I have a number of comments, but this one is important enough that I thought
I'd send it along separately - it makes a point about IP addresses that I'm
not sure people are keeping in mind.


    > 2.  Background
 
    > IP addresses have served both as a means of uniquely identifying a
    > device interface that is attached to a network (an endpoint
    > identifier)

This is broken terminology. The term "endpoint identifier" identifies it an
*end-end* entity - i.e. something that is the termination of an end-end
communication (see:

    http://users.exis.net/~jnc/tech/endpoints.txt

for more). An "interface" is obviously not such an entity. (And in MIPv6 this
is clear, because the end-end entity keeps its identity even when it has a
new name for its interface.)

IP addresses also do identify interfaces - but that's a separate function
(see the next comment).


    > and as a means of identifying where a device is located
    > within the network (a forwarding or routing identifier).

Actually, IP addresses have *three* roles (actually there are several more,
but let me torque peoples' brains incrementally :-), and the last clause here
("where a device ... forwarding") conflates two of them.

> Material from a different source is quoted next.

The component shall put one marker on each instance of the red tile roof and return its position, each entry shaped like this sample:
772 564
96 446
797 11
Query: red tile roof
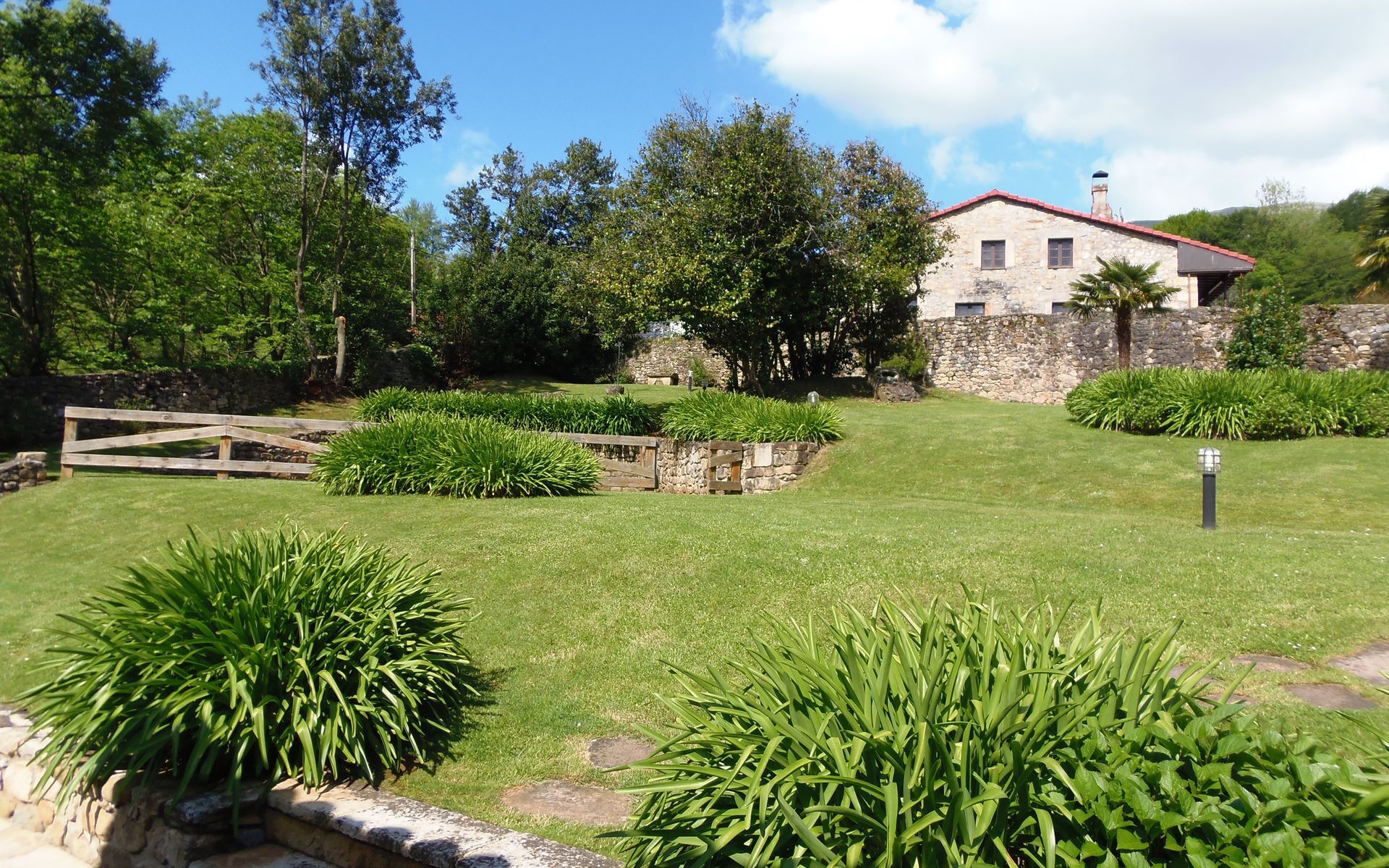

I have described a functionality which I call a "forwarding tag", which is
"the bits in a packet header that a switch looks at to tell it how to forward
the packet". Now, in IPvN, the "address" field(s) in the header are the
forwarding tag, so people tend to think of the "address" namespace as having
forwarding functionality. However, this is not necessarily so - e.g. in pure
circuit ATM the forwarding tag is *not* an address, and addresses have no
forwarding function.

So in the Internet architecture, IP addresses serve at least these three
functions:

1 - Identify an end-end entity
2 - Describe where its interface(s) is in the network (location)
3 - Serve as a forwarding tag for packets.

Identifying an interface (previous comment) is a fourth, less important one
(that's kind of mixed up with number 2 above). That this is a separate
function is easy to see - IEEE 48-bit numbers identify interfaces, but don't
tell you where in the Internet they are.